Vejo o segmento budget menos atrativo em virtude das normalmente reduzidas áreas privativas e poucas opções de serviços agregados. Para o segmento luxo, na outra ponta, enxergo um problema inverso, já que o alto custo de operação e o capital investido na montagem exercerão pressão sobre os preços dos valores a serem cobrados.

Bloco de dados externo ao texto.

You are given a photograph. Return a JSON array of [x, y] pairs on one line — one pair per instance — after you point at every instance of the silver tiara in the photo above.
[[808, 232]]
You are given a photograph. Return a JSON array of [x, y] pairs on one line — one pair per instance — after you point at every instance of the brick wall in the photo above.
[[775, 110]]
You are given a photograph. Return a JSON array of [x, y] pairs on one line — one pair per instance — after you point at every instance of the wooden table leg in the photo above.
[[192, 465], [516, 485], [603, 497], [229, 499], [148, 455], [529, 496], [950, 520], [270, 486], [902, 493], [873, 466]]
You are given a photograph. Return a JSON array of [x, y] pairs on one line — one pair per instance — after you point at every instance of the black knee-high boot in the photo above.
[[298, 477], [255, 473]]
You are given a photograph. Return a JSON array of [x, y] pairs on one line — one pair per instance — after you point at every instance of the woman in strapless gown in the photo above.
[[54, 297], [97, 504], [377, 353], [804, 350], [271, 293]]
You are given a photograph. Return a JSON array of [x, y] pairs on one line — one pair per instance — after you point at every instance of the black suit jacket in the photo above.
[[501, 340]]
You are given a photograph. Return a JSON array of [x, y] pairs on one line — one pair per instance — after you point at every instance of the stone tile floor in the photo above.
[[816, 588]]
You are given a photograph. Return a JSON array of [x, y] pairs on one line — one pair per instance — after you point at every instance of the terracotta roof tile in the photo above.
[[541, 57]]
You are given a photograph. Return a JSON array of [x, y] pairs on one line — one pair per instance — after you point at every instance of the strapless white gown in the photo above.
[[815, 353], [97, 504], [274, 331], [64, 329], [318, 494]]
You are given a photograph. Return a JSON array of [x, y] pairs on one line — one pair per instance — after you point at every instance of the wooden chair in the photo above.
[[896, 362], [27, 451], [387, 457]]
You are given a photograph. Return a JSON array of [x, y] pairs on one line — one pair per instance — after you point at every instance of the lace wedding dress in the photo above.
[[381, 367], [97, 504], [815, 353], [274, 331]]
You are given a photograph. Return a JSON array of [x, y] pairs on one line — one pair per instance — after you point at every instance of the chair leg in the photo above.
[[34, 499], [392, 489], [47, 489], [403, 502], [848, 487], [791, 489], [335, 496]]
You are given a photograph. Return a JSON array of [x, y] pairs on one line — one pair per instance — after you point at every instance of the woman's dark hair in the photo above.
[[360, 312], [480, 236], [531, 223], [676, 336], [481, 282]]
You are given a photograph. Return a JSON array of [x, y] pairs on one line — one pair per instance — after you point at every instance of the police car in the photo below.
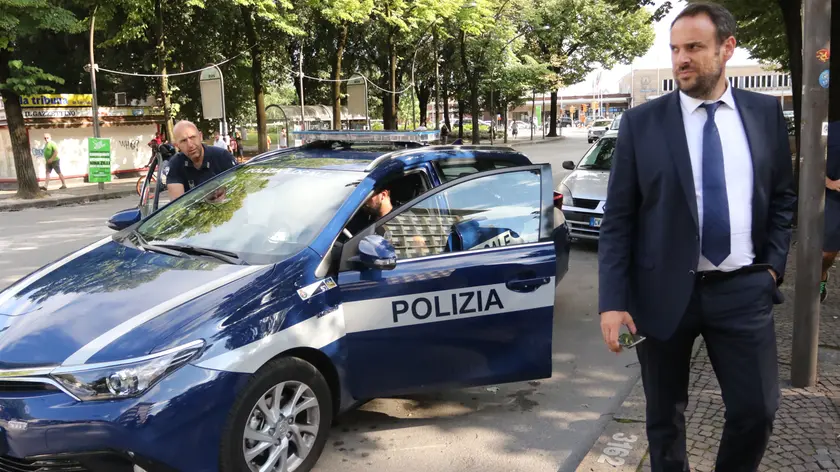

Desta forma, o segmento mais ofertado da hotelaria, o midscale deverá reunir as melhores condições de adaptação aos modelos em voga, em especial por também estarem em uma espécie de ponto de equilíbrio entre o novo produto ofertado versus valor cobrado pela hospedagem em sistema de locação de curta, média ou longa duração.

Antevejo ainda que ao longo dos próximos cinco anos, quando pouco a pouco os negócios voltarão algo similar ao “velho normal”, alguns empreendimentos inseridos nas novas plataformas retornem à atividade hoteleira clássica como resultado da própria necessidade de mercado. Dessa forma, entendo que cada novo projeto de adaptação seja profundamente analisado por consultoria e assessoria competente e conhecedora das nuances antes da adoção do sistema e que traduzam aos gestores e investidores de cada hotel a sua perfeita relação de rentabilidade prometida versus rentabilidade factível.

Resumindo minha reflexão a respeito: o novo negócio será bom para alguns, sobrevida para muitos e inócuo para outros.